I asked Xbox 360 group product manager Aaron Greenberg why, when there was this obvious evidence the cuts were coming, executives decided to stay mum and make the announcement on their own terms. Here’s what he said:
It’s interesting, we’ve had some internal debate here about like how many people really read some of those blogs. I mean while there’s been some fuzzy, camera-phone photos like, we haven’t seen any mainstream media covering it. I think it’s still been pretty much in the speculative space and you know, for us, we know there’s always a risk that when you’re timing with prices like this and you want to have real, serious integration with retail — every major retailer is doing a big Sunday ad — these things are always at risk and we wouldn’t trade the risk of those leaks for not having the retail tie-back, so we felt like we made the right bet there. But still we also don’t want to just take the leaked news and feel like we have to confirm stuff when certain details are there; some of it’s right and some it’s wrong. We want to be able to, as we planned, announce it when we’re ready to.

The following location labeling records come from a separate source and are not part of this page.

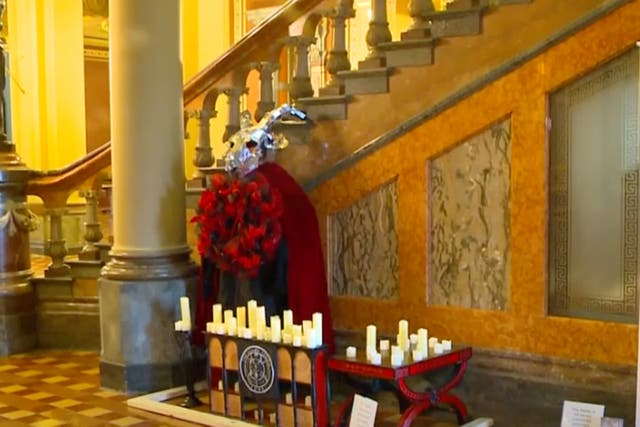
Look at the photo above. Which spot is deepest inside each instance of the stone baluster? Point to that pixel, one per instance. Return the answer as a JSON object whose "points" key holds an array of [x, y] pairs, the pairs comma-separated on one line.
{"points": [[56, 247], [92, 231], [203, 157], [338, 58], [233, 99], [377, 33], [421, 27], [267, 100], [301, 87]]}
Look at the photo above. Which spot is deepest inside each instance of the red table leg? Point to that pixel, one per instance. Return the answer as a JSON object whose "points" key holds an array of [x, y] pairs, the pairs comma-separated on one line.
{"points": [[424, 400], [342, 413]]}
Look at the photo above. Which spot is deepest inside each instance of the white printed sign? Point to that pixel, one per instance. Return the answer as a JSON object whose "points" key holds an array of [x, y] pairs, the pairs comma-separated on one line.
{"points": [[579, 414], [363, 412]]}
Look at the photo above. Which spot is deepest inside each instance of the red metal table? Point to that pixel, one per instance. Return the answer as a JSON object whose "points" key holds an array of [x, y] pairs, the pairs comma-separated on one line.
{"points": [[419, 401]]}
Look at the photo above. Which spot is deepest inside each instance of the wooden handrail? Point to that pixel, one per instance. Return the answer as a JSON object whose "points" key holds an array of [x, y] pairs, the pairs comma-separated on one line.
{"points": [[55, 186], [253, 46]]}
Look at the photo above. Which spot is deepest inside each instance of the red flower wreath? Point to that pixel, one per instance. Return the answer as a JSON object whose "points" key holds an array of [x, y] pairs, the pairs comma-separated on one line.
{"points": [[239, 223]]}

Another little detail that came out of Monday’s announcement: the limited edition “Halo 3” version of the Xbox 360, priced at $400, and decked out in green and gold, and, Greenberg said, it will have the same HDMI (high-definition multimedia Interface) connection as the “elite” version, which goes on sale tomorrow for $450. The upside of an HDMI connection is that it is a single cable that carries both HD video and audio signals.